Daí não ser incomum, trabalhadores de empresas privadas tratarem os Servidores Públicos, inclusive os Professores e Professoras, como privilegiados, preguiçosos, incompetentes, “com direitos demais”; e, assim, fazerem um discurso absolutamente jumento, com ares de superioridade: o de que os Servidores Públicos em geral são seus “empregados”, porque os Serviços Públicos e os Servidores são mantidos com impostos que eles pagam. Ora, os Servidores Públicos pagam tanto ou mais impostos que os trabalhadores da empresa privada, e os seus salários, assim como o de qualquer empregado da empresa privada, é pago com o trabalho do próprio Servidor – pelo que não devem favor a ninguém!

Na verdade, o processo produtivo do capital vive sob a ameaça das suas próprias contradições, que, insanáveis, precisam ser administradas. Mas, como administrar o fato de que, quanto mais produz riquezas, mais a pobreza relativa e absoluta cresce? Como esconder que a emersão de uns poucos bilionários, com capital superior ao PIB de alguns países, dá-se ao tempo em que bilhões de trabalhadores, inclusive nos países “do primeiro mundo”, são jogados na mais absoluta miséria? Em face disso, uma capciosa estratégia do alto empresariado está sendo “recomendada” aos governos: a de reduzir e substituir os direitos trabalhistas por assistência social. Ora, qual o objetivo disso, senão o de desqualificar o trabalhador como sujeito produtor de riquezas, para reduzi-lo à massa despersonalizada, subalternizada ao interesse patronal, avesso à própria autonomização?

O Trabalho é fundamental, mas, a Vida do Trabalhador não pode ser só de Trabalho. O seu tempo de não-trabalho, não pode ser apenas para recuperar suas forças, para realização de mais Trabalho! É necessário tempo para ficar em casa, para ver um espetáculo, um jardim, um rio, para amar sem pressa, pra fazer nada; tempo para, mais que ver, enxergar a vida, o mundo: um tempo para saber ser. Para isto são necessários direitos, que confluam para garantir mais tempo de não-trabalho; o custo desses direitos? Já está pago: os trabalhadores já o pagamos com a produção de tantas riquezas, nesses séculos de capitalismo.

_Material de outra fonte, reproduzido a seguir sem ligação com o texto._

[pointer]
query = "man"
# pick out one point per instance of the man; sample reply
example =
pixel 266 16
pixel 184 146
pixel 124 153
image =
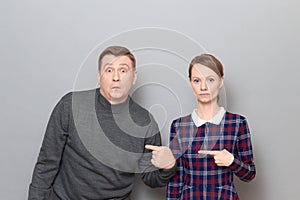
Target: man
pixel 96 140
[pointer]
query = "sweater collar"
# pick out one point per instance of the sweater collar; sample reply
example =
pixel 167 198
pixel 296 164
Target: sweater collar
pixel 215 120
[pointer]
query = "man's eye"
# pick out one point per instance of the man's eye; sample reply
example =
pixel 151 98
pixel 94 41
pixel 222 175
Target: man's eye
pixel 123 70
pixel 109 70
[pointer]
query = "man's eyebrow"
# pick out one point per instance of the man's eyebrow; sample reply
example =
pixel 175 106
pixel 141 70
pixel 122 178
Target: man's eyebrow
pixel 107 64
pixel 124 64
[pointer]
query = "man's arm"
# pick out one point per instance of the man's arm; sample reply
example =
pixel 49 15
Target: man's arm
pixel 49 158
pixel 151 174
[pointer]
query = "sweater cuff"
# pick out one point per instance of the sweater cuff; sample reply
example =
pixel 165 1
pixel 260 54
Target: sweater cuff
pixel 168 173
pixel 38 193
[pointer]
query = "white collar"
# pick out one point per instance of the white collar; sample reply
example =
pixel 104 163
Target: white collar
pixel 215 120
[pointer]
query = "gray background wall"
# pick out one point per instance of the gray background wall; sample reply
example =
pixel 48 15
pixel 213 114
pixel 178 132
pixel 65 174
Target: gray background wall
pixel 49 48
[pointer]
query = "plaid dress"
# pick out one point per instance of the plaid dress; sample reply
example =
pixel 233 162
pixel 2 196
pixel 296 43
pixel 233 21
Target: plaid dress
pixel 197 176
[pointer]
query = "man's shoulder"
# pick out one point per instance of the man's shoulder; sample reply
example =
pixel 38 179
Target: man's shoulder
pixel 140 114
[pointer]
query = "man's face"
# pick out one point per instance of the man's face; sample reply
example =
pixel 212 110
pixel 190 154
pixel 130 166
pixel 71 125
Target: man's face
pixel 116 77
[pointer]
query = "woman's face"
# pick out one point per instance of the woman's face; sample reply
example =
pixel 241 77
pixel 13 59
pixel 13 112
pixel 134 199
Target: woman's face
pixel 205 83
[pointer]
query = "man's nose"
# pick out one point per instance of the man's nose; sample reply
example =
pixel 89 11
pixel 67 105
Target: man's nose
pixel 116 76
pixel 203 86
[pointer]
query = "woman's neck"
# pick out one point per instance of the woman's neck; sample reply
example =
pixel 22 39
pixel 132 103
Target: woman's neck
pixel 207 111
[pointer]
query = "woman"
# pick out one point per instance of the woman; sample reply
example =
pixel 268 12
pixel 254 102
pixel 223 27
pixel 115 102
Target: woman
pixel 210 144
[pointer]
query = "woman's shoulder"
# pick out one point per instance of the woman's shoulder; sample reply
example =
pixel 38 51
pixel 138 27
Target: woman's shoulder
pixel 183 119
pixel 234 116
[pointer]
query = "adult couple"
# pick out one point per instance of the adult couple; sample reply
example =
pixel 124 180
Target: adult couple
pixel 97 140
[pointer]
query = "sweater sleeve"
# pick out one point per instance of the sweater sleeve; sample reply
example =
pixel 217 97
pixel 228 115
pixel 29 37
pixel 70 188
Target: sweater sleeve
pixel 151 175
pixel 176 183
pixel 243 164
pixel 51 151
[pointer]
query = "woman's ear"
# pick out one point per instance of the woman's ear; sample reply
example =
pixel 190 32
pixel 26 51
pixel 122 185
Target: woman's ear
pixel 222 81
pixel 135 77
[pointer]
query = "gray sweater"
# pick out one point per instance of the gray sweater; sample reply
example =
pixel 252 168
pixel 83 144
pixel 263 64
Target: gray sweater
pixel 92 150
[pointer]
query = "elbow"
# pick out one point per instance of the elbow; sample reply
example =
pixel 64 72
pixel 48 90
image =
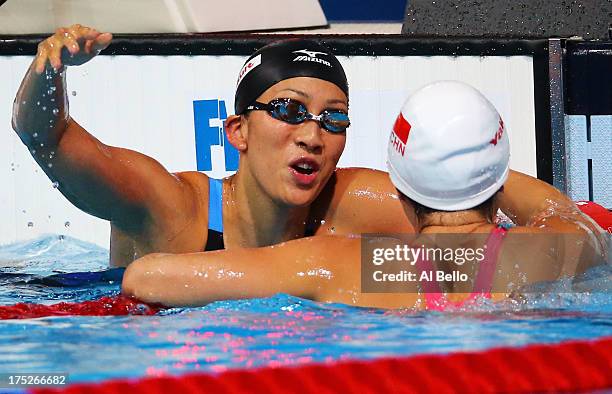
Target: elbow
pixel 144 278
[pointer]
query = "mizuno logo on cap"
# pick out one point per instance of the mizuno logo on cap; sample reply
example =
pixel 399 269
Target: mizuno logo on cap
pixel 256 61
pixel 311 56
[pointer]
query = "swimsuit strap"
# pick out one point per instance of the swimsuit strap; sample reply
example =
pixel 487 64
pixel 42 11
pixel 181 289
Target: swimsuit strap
pixel 486 271
pixel 215 215
pixel 215 204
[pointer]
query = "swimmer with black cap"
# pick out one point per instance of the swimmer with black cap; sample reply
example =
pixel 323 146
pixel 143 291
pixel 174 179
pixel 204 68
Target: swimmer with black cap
pixel 291 107
pixel 453 164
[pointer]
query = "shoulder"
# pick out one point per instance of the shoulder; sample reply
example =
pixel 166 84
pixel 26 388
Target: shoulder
pixel 359 200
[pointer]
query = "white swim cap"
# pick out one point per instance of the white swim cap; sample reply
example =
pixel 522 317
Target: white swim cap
pixel 449 148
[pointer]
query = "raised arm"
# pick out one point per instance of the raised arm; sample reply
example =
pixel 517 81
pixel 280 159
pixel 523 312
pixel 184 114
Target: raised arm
pixel 132 190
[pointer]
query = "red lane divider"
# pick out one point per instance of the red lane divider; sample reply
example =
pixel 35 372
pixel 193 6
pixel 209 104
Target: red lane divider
pixel 571 366
pixel 104 306
pixel 599 214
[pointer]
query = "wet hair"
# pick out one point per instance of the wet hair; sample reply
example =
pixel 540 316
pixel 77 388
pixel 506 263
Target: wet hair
pixel 282 60
pixel 485 208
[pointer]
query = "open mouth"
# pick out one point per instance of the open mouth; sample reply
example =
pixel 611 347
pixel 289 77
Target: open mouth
pixel 305 166
pixel 304 170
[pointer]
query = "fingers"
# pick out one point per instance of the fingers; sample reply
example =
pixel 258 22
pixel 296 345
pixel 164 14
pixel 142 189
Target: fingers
pixel 81 44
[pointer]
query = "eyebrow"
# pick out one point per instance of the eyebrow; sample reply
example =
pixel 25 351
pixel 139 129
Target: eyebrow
pixel 306 95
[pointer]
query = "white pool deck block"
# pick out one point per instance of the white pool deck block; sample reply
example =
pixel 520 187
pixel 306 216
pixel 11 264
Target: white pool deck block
pixel 580 151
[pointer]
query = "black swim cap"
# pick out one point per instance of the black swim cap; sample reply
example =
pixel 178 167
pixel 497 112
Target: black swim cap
pixel 283 60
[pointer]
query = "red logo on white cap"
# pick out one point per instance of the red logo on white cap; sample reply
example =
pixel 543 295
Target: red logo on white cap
pixel 256 61
pixel 498 133
pixel 399 137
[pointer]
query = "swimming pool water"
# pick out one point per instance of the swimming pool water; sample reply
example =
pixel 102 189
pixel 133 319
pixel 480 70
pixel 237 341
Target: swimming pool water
pixel 280 330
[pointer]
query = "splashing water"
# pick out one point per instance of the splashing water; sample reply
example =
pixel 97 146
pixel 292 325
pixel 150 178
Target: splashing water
pixel 280 330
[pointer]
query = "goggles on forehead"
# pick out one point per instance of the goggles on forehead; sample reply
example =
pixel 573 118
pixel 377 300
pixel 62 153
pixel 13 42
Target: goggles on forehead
pixel 295 112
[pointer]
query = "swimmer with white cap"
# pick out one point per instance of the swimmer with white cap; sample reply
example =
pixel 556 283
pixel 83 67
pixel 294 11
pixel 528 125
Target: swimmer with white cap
pixel 449 157
pixel 289 130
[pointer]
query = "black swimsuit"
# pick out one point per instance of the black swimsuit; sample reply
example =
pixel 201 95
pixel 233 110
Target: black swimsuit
pixel 215 216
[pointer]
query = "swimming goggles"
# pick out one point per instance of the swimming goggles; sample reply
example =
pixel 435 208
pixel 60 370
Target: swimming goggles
pixel 295 112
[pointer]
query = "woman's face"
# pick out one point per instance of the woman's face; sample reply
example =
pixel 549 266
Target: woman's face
pixel 293 162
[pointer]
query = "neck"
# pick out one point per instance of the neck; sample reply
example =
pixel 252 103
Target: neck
pixel 256 220
pixel 456 221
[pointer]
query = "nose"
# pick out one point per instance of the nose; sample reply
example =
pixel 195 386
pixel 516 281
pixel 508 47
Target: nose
pixel 308 136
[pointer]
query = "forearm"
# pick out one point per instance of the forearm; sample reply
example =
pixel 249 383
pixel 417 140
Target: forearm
pixel 319 268
pixel 40 110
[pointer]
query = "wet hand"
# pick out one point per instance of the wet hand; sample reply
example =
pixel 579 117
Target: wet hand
pixel 70 46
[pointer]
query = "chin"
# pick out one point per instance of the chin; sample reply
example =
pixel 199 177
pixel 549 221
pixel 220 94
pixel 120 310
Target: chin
pixel 301 198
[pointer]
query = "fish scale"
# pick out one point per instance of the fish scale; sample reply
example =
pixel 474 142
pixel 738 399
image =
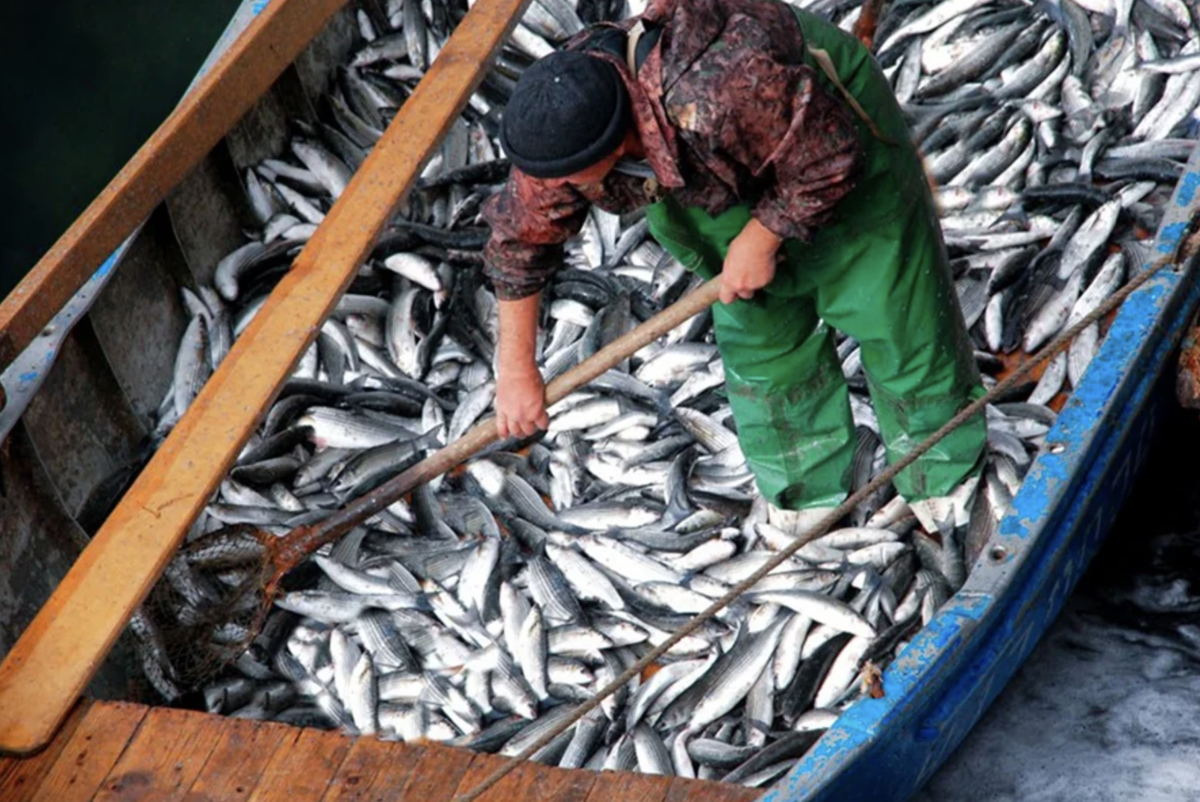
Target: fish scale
pixel 487 604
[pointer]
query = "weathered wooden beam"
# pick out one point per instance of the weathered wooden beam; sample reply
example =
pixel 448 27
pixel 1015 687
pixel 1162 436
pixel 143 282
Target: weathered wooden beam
pixel 58 653
pixel 221 97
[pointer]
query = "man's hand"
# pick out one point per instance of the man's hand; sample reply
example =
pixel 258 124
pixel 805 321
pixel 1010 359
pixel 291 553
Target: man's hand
pixel 750 262
pixel 520 402
pixel 520 390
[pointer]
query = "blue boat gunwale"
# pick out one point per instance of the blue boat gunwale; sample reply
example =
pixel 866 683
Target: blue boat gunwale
pixel 1027 567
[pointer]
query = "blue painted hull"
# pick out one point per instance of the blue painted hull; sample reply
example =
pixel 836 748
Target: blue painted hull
pixel 886 749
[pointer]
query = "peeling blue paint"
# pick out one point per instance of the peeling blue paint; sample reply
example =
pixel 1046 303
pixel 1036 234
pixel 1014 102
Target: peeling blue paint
pixel 108 264
pixel 1187 191
pixel 885 749
pixel 1170 235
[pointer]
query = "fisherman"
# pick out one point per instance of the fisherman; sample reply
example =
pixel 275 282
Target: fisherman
pixel 779 160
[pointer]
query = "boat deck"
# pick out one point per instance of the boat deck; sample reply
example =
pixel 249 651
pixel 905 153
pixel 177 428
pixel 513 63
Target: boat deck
pixel 121 750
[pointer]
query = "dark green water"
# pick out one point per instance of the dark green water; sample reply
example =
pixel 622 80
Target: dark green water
pixel 83 84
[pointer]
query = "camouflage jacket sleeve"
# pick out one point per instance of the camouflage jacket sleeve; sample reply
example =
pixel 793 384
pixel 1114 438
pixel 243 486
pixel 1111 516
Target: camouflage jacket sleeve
pixel 749 105
pixel 529 223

Assim, a assistência social, ainda que necessária na emergência, não pode substituir ou suprimir direitos, porque ninguém tem ânimo e felicidade vivendo de esmolas; o ânimo, o tesão para viver, amar e, assim, até gerar filhos, precisa ser fruto do conforto e da alegria conquistados – não válvula de escape para aliviar a dor de não ter e ser, depois de doses anestésicas de álcool.